Tieni duro, Brigitte, ma cerca di non vedere solo nemici intorno a te. Se tornerai nell’altro mondo, quello in cui io vivo innamorato e felice, troverai ancora un amico.

A bientôt

Gigi Rizzi e Brigitte Bardot vissero un amore travolgente a Sant Tropez, nell’estate del ’68. Rizzi scrisse questa lettera aperta a Brigitte Bardot in occasione del 70 anni dell’attrice, nel 2004. È stata pubblicata dal quotidiano Il Corriere della Sera

Cosa che dovremmo imparare a fare un po’ tutti, perché ad esasperare la serietà laddove non risulti fondamentale per vivere si finisce con lo sprecare gli anni migliori. E infatti gli Special K, a proposito di futuro, hanno prontamente avvisato di non attendersi repliche programmate. Li rivedremo, soli o in coppia, e ne siamo certi ma non si sa né quando né dove.
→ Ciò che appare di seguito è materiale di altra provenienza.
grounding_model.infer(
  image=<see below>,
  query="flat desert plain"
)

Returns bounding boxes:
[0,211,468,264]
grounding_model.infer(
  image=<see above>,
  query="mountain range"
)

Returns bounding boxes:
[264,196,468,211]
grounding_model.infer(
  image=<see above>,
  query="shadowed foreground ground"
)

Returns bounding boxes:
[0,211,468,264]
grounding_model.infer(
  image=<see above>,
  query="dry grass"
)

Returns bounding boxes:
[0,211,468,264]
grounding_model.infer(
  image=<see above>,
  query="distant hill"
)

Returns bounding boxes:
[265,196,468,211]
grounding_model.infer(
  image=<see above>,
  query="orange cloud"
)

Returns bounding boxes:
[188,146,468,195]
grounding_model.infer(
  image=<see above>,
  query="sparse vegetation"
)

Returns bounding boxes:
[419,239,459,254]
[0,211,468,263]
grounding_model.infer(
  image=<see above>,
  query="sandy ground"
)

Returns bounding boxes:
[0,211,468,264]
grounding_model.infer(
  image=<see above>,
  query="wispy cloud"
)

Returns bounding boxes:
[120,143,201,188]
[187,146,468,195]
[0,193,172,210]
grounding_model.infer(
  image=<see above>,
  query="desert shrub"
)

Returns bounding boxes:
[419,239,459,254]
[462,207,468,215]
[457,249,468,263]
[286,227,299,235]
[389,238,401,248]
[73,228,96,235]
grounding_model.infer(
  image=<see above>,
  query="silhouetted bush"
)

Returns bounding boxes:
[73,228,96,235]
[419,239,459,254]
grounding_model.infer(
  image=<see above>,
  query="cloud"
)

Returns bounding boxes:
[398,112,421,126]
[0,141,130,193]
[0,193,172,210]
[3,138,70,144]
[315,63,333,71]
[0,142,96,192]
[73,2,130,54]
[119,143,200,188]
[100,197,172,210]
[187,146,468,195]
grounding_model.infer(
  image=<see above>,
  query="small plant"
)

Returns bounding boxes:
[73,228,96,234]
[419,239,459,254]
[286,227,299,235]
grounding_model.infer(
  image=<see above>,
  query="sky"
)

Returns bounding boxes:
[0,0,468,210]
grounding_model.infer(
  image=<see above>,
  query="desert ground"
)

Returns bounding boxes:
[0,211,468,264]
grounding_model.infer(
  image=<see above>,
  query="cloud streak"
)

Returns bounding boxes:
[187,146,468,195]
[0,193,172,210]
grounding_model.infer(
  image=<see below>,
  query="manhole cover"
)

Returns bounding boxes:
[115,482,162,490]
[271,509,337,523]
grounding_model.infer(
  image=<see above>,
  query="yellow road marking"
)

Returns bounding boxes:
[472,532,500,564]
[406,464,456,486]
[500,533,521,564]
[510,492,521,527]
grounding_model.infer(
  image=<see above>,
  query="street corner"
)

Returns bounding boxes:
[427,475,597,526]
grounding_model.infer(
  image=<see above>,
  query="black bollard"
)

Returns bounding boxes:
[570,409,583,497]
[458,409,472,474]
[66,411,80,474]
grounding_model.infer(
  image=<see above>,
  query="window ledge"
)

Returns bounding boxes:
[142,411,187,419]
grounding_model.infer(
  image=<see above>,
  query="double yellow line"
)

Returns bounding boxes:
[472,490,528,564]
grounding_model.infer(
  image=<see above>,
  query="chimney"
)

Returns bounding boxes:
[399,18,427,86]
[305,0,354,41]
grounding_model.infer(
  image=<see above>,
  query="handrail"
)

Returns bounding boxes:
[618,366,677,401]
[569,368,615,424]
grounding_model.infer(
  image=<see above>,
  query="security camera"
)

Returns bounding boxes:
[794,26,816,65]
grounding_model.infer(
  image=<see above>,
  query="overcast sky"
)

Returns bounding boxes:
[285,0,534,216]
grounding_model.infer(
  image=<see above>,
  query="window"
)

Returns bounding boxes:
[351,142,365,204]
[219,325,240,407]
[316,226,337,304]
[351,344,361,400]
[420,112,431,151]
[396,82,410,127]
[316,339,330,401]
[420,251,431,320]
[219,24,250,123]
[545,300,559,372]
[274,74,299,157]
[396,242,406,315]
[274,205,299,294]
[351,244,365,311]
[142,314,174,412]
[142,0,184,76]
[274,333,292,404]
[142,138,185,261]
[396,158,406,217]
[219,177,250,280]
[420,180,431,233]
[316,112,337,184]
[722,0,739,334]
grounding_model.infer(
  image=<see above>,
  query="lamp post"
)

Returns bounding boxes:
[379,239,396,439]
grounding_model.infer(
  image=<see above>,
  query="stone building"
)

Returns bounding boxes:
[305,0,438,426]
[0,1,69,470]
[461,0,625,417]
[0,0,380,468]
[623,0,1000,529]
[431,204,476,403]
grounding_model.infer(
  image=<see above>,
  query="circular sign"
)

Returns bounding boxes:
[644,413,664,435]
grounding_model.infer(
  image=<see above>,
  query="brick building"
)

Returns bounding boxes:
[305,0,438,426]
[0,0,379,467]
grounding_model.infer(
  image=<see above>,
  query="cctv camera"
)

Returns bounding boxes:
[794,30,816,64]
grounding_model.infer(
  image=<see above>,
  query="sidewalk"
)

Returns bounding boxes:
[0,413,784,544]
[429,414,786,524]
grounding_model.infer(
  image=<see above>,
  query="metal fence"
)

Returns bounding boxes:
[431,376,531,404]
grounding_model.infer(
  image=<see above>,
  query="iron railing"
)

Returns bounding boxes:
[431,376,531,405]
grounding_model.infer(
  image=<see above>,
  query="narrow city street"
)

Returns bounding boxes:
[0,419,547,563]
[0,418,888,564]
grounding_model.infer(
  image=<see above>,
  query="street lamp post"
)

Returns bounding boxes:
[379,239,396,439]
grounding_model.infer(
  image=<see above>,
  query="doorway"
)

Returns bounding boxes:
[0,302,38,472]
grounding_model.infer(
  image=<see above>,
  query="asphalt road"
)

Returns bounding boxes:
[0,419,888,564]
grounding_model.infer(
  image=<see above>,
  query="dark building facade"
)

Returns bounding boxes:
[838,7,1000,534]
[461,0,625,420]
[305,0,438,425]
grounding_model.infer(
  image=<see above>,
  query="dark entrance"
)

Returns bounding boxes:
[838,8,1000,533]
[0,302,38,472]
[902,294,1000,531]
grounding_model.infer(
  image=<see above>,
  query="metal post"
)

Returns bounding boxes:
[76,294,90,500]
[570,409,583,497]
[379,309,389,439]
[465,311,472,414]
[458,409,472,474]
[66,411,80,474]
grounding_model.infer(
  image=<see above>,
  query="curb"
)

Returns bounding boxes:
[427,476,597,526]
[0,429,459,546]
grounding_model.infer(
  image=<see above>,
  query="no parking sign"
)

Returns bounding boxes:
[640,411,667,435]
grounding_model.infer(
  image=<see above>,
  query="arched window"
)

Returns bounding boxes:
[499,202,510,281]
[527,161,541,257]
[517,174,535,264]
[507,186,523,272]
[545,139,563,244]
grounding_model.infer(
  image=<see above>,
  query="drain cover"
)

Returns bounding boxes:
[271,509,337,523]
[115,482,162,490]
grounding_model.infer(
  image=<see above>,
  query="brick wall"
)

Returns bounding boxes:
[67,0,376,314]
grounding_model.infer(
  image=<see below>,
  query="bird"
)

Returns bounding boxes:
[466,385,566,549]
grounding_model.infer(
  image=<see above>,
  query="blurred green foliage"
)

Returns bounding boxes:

Del resto imbrigliare la bellezza, dea sfuggente, nelle pagine di un calendario è un irredimibile delitto. Si gode quando c’è, viceversa ci si attrezza per vivere il meglio possibile.
Comunque, a ben pensarci, anche Londra è piena di pub. Magari Wimbledon per quei due diavoli può valere una messa. Magari.